With government money fast receding, many nonprofit groups are hoping that private foundations could be their salvation.
But with foundation assets still well below their high-water marks of 2006, how can nonprofits possibly hope to win bigger grants from those funds—or, even more difficult, catch a grant maker’s attention for the first time? To answer those questions, The Chronicle spoke with foundation leaders, nonprofit officials, and fund-raising consultants about what grant makers are seeking right now. Among their tips:
Emphasize collaboration. Karen McNeil-Miller, president of the Kate B. Reynolds Charitable Trust, says she’s keen on supporting groups like AIDS Care Service, a charity in Winston-Salem, N.C., that provides office space to workers from other nonprofits that offer counseling in computer training, substance-abuse, and healthy eating to the AIDS group’s clients.
She’s not alone, says Robert Carter, vice chairman of Changing Our World, a New York group that provides advice to nonprofits: “Unless you can talk about collaboration with a lot of these major funders, you’re not going to get very far.”
But the approaches don’t have to be as extreme as mergers or long-term partnerships, says Steve Meyerson, a fund-raising consultant in Washington. For example, he is helping a Jewish day school explore ways a nearby university might be able to provide professional development to the school’s teachers.
Focus on pressing problems and reducing costs. Groups that work on urgent issues like unemployment may have an advantage in getting support. “You have to tie into the current times in some fashion without making up programs,” says Mr. Carter.
At the same time, foundations want to support groups that have awakened to the reality of what Doug Stamm, chief executive of the Meyer Memorial Trust, in Portland, Ore., calls “a decade of deficits.” If a charity has a plan for how it can provide services more efficiently—and, better yet, ideas for how that cost-saving approach could be applied to other groups—it will win favor in grant makers’ eyes.
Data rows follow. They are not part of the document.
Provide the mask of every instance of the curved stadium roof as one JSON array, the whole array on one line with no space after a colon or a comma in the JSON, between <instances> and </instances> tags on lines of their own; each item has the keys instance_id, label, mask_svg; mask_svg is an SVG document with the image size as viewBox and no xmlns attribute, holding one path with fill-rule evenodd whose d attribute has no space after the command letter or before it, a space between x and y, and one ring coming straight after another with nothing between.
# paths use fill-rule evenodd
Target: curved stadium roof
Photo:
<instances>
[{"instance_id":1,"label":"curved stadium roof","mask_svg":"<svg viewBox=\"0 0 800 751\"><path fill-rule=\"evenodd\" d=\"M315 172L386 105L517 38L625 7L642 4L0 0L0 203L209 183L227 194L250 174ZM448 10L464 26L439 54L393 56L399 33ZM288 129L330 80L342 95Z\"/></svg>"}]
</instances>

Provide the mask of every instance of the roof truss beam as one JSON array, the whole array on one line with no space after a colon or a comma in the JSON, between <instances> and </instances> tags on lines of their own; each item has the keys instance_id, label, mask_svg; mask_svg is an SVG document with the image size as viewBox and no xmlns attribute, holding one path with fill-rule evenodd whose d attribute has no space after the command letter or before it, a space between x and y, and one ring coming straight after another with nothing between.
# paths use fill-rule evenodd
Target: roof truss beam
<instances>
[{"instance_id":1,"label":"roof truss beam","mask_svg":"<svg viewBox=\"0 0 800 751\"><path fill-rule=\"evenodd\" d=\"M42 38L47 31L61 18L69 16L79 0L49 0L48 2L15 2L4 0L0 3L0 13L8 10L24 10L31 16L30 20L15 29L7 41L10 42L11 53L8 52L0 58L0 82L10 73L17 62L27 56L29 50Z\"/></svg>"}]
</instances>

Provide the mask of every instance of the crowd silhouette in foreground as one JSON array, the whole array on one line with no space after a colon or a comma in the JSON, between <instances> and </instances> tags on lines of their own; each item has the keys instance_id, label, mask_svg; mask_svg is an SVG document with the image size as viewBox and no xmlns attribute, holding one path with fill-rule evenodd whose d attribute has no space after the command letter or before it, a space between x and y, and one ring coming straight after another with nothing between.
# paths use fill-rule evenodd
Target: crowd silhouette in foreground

Seek support for the group’s most successful programs. Foundations are more open to supporting new programs today than they were during the depths of the recession, but they certainly won’t look favorably on groups that want to go into new areas but can’t raise enough to support what they already do. They also tend to appreciate charities that have pared back on the number of programs they offer. Says Rachel Monroe, president of the Harry and Jeanette Weinberg Foundation, in Owings Mills, Md.: “If there is a nonprofit that is struggling with funding and sustainability, now is not the time to ask the Weinberg foundation, at least, to fund an 'innovative new program.’”
Be clear about how money will help. Some foundations are open to helping nonprofits bridge a gap when government payments stall—to a point. Robin Smalley, international director of Mothers2Mothers, a Los Angeles nonprofit that provides assistance to pregnant African women and mothers with HIV/AIDS, says she’s seeing interest from foundations in helping her group meet shortfalls from stalled and reduced U.S. Agency for International Development grants. But Ms. Smalley says she’s very clear about how that money will help. Not all nonprofits are, says Ms. McNeil-Miller of the Kate B. Reynolds Charitable Trust. “We have turned down plenty of organizations that have just wanted what they called 'bridge funding,’ but it was the bridge to nowhere. There was no plan.”
Be honest about finances. Foundations appreciate a candid assessment of a charity’s financial situation. Beth Nathanson, associate director of development at the 92nd Street Y, in New York, says she brings up her group’s fiscal health during informal chats with donors. “Initiating the conversation shows you have confidence,” she says. Also, her charity discusses its short- and long-term plans to reduce a deficit in its grant proposals.
Line up with the foundation’s goals. Back when Steven J. McCormick led the Nature Conservancy, he says he tended to view foundations as “ATM machines.” Now, as head of the Gordon and Betty Moore Foundation, in Palo Alto, Calif., he says nonprofits need to do a better job than he sometimes did of understanding precisely how foundations are trying to advance change and making the case for how their group’s work fits into that.
Ask peers for advice. People who work at nonprofits that have recently won a grant from a particular foundation can be a good source of intelligence. Mr. Meyerson advises fund raisers to speak with at least one recent grantee before approaching a foundation. Some charities might not be willing to share what they know, but Mr. Meyerson said nonprofits will probably have luck if they approach groups that don’t work on the same issue.